Li hoje mais cinco dos catorze contos, que integram este título de Teolinda Gersão, publicado dez anos atrás. Neles se continuam a verificar a presença explicita ou implícita da morte embora num - «Conversa»- ela se exprima através do terrível tédio de quem não encontra modo de dar substância ao quotidiano.
Essa estória surge a meio do livro e tem por protagonista uma velha senhora em monólogo com uma prima sobre a vizinha de baixo, que deixara de a visitar por se ter disputado com a sua criada, entretanto despedida.
Era essa Dona Libânia quem lhe atualizava as mais variadas coscuvilhices do bairro embora se escusasse a incluir nelas as relativas à filha, que nem estudara nem conseguira acertar num futuro, que a descansasse.
Ao ter contratado Rosa para substituir a irreverente Aldina, esperava dela uma aproximação à rancorosa ausente, devolvendo-lhe a perdida animação, de que sentia tanta falta.
Pode-se falar de instinto homicida, quando a decisão do homem, que se sente raivoso como um cão, o incita a deixar a mulher cega no meio da estrada ao abrir o sinal vermelho para os carros acelerarem a toda a velocidade? É que a decisão acontecera-lhe após a consciência de como se deixara tornar num bicho de estimação a quem todos - em casa ou no trabalho -, davam ordens para que obedecesse! Por isso ninguém o ouvia, ninguém dele se lembrava para promoções ou aumentos de ordenados e nem sequer tinha autorização para estudar contabilidade ou ir sozinho ao café.
Em «O Cão», Teolinda Gersão persiste no tema da morte, desta feita provocada, e dá à cega o papel de sádica, de opressora do homem que a desposara apesar da deficiência, e passara anos a alimentá-la e à sogra sem delas receber qualquer mostra de gratidão. Até ao dia em que a tal raiva o leva a pôr um travão no que até então o fizera sempre sentir-se puxado pela trela.
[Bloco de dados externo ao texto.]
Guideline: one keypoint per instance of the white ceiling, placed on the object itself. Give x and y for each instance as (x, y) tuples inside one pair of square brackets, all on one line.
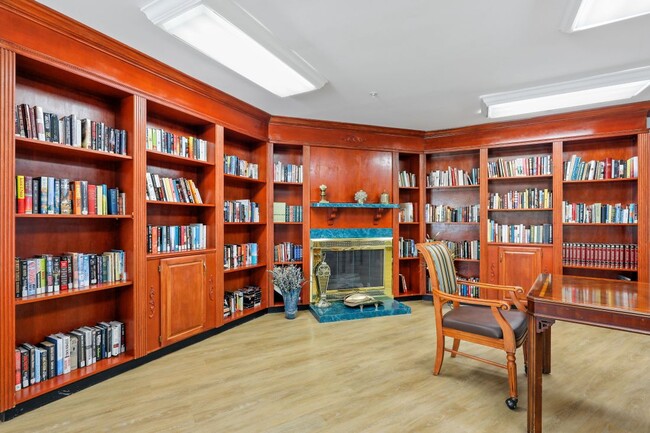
[(428, 60)]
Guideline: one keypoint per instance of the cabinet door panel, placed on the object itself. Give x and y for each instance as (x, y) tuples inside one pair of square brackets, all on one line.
[(520, 266), (183, 293)]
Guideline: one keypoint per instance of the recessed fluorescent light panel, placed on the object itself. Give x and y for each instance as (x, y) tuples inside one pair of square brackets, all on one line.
[(593, 90), (228, 34), (585, 14)]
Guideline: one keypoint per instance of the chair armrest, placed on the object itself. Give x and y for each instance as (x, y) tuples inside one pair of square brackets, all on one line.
[(503, 305)]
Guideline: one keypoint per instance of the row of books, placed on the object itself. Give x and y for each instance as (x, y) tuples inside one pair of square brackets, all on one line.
[(466, 288), (530, 198), (167, 239), (406, 247), (441, 213), (180, 190), (61, 353), (50, 273), (241, 211), (33, 122), (283, 212), (466, 249), (578, 169), (166, 142), (238, 255), (540, 165), (53, 196), (287, 172), (407, 180), (406, 212), (236, 166), (242, 299), (519, 233), (287, 252), (600, 255), (453, 177), (599, 213)]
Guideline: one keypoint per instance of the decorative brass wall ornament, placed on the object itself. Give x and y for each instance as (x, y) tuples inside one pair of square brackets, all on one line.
[(322, 273)]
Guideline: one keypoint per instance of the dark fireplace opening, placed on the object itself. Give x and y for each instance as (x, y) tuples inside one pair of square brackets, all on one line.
[(355, 269)]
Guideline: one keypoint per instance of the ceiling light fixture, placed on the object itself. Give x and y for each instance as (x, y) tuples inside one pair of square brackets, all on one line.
[(593, 90), (232, 37), (585, 14)]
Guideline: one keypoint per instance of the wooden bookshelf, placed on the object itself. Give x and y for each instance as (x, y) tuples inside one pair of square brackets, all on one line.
[(256, 190), (181, 280), (288, 185), (457, 196)]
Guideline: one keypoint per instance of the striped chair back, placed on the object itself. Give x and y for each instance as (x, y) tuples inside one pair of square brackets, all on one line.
[(444, 266)]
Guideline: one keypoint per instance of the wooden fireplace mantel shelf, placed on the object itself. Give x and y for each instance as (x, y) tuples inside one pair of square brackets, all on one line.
[(333, 208)]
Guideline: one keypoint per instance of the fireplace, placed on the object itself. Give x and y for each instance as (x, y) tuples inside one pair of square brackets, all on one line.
[(357, 265)]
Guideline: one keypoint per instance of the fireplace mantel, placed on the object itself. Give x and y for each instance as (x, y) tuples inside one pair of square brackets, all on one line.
[(333, 209)]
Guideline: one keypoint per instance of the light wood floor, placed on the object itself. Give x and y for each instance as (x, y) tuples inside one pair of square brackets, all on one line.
[(373, 375)]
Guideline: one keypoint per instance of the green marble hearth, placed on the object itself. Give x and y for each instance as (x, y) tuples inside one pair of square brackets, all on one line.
[(338, 311)]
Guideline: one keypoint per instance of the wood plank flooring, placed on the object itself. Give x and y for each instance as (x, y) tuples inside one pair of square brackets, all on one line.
[(373, 375)]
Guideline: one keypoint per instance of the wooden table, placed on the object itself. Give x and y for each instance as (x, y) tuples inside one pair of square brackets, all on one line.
[(613, 304)]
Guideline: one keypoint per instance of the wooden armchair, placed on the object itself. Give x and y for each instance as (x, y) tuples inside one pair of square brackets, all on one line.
[(489, 322)]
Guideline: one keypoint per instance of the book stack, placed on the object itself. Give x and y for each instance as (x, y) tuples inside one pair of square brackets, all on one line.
[(61, 353), (444, 213), (166, 239), (167, 189), (287, 252), (291, 173), (241, 211), (530, 198), (599, 213), (48, 273), (286, 213), (453, 177), (53, 196), (598, 255), (33, 122), (242, 299), (407, 180), (407, 247), (465, 249), (236, 166), (166, 142), (524, 166), (519, 233), (238, 255), (576, 168)]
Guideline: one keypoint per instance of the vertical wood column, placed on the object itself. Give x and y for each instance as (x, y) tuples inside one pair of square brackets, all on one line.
[(7, 229), (643, 231), (137, 109), (558, 196)]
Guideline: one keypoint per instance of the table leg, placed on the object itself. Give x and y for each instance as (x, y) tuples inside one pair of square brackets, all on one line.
[(538, 341)]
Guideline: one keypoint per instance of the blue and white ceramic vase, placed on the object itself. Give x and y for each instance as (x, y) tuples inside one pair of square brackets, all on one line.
[(291, 303)]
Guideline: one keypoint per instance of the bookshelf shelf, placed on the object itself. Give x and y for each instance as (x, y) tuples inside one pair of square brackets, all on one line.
[(57, 382), (70, 216), (601, 268), (153, 155), (65, 150), (71, 292), (180, 253), (174, 203), (231, 178)]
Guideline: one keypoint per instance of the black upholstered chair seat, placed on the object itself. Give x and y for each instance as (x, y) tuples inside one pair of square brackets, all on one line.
[(480, 320)]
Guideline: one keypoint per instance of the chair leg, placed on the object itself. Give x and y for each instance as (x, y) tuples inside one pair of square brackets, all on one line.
[(511, 402), (440, 353), (455, 347)]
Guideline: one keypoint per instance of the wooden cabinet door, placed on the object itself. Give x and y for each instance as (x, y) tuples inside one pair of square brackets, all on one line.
[(183, 297), (520, 266)]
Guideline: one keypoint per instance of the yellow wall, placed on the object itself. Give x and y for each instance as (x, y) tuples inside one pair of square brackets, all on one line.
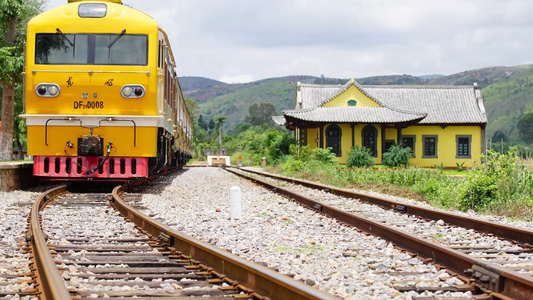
[(352, 93), (446, 143)]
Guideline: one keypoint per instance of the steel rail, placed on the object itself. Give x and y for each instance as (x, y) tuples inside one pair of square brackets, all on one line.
[(261, 280), (504, 283), (51, 285), (503, 231)]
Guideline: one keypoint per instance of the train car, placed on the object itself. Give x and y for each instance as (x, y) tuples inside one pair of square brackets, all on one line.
[(102, 98)]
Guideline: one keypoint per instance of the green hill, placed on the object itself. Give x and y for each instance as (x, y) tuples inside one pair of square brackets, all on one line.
[(507, 93), (507, 100)]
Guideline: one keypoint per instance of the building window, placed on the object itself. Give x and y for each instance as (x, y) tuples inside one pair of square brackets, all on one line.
[(409, 141), (430, 146), (463, 143), (333, 139), (388, 144), (369, 138)]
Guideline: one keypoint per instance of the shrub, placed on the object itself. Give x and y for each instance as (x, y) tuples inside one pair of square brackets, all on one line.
[(360, 157), (477, 193), (324, 155), (397, 155)]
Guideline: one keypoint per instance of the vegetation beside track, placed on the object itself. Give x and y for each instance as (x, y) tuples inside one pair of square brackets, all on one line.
[(501, 186)]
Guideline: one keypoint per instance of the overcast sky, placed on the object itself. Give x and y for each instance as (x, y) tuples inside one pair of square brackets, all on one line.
[(247, 40)]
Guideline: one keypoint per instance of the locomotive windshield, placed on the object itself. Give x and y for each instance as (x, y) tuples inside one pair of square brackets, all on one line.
[(91, 49)]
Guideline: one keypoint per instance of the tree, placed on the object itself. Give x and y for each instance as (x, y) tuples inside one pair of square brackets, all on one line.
[(201, 122), (14, 15), (260, 114), (211, 124), (192, 106), (525, 127)]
«História antiga» poderia integrar qualquer antologia sobre violência doméstica. Em apenas três páginas conta-se a história de uma mulher subitamente despertada para melhor alternativa amorosa do que a oferecida pelo marido, que sempre a tratara como escrava.
Despeitado, ele matara-a, sendo depois inocentado pelo juiz que o julgara. Mais um daqueles defensores do macho na sua coutada lusitana, no que revela ser bizarra noção de justiça.
Lisboa não é manifestamente um lugar normal: é o que conclui um homem de negócios que ouve, quase por acaso, uma empregada da limpeza a contar à outra como, na sua aldeia africana, se pusera fim à seca, matando-se uma mulher que chorara copiosamente o abandono do marido e a morte do único filho.
Tão só assassinada logo as comportas do céu se haviam aberto e a terra regada por abundantes águas.
O paradoxo para o visitante resultara de ter sentido a presença do continente negro na mais luxuosa suite do hotel onde havia pernoitado. E é este o conto que deu o título ao livro da autora.
Conversa unívoca em direção a um Deus de cuja existência duvida ou pelo menos não a escuta é o que consta do que tem por título «Se por acaso ouvires esta mensagem». Trata-se da invetiva de uma mulher, que acreditara ter chegado ao melhor momento da sua vida e a vira descambar ao descobrir-se contaminada pela doença que o amante seropositivo lhe pegara traiçoeiramente.
Enquanto constata a progressão do mal nas manchas, que alastram pela pele, nada mais resta do que indignar-se com quem cedo a abandonara a tão triste destino.